Exercise 1.6ii People passing during breakfast, final draft

Exercise 1.6ii

  • Return to the work you produced in the first few exercises.
  • Use the highlighter for the parts that are the freshest, the most focused. Focus in on the aspects of your description that you feel the most fresh and original.
  • Use the red pen on the weakest parts of your work. Tweak the bits that could be improved and delete those that need to go.
  • Some of the writing will be in the form of lists of words – use as much of your list in each case as you like – but also change and embroider it. It’s fine to re-examine the object or scene (if that’s possible).
  • Don’t feel this has to be a perfect, definitive descriptive piece. Just attempt to make a draft that you feel happy with.
  • Name and save your work.


This exercise should take you at least two hours.
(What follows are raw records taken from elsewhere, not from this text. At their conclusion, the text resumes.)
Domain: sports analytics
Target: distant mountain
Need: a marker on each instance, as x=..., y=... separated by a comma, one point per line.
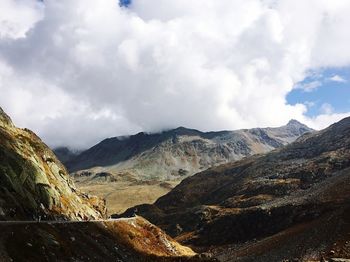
x=65, y=154
x=181, y=152
x=292, y=204
x=68, y=224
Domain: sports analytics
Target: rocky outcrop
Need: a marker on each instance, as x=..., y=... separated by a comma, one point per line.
x=179, y=153
x=261, y=197
x=33, y=182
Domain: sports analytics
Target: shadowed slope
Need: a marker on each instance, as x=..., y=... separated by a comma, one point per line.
x=260, y=196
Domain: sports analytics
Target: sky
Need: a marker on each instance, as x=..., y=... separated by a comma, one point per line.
x=76, y=72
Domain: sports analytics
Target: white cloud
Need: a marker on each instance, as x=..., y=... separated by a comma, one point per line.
x=326, y=109
x=337, y=78
x=89, y=69
x=309, y=87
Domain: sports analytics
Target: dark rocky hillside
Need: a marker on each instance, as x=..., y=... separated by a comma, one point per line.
x=297, y=196
x=43, y=217
x=179, y=153
x=34, y=183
People passing during breakfast

He was small for a bloke, elderly. He had a long, long stride looking like he meant business. He walked with intention, ramrod straight, even leaning back slightly. He moved very quickly this marching wooden soldier.

I poured coffee into both cups.

She ran slowly, laboriously, into the gale, each step an awkward movement seeming reluctant to take it. This was a young woman, not a runner but running, as if she felt she should on a wet and windy Saturday morning.

“Do you want more toast”, I asked.

“Just another slice, please,” he said.

This one was limping – a left hip problem, maybe. Her eyes were down oblivious to the stunning scenery – perhaps she sees it every day. She stooped forward, troubled by more than the strong wind. Her dull face, wet, red and frowning her body language speaking of problems. My husband looked across, “That’s Carol”, he confided, “she has cancer”.

I finished my coffee in silence.

Two young men, flowing the opposite way, athletes in hi-vis trainers, running with the same sinuous flow as the water now pouring down the window. Their liquid movements in total harmony, they float by effortlessly, the wind on their tail. One turns and laughs, they are brothers, you can tell. He draws his arm across his wet face to wipe the rain into the crook of his elbow.

“I think the rain is easing off, shall we take the dogs out now? “I say.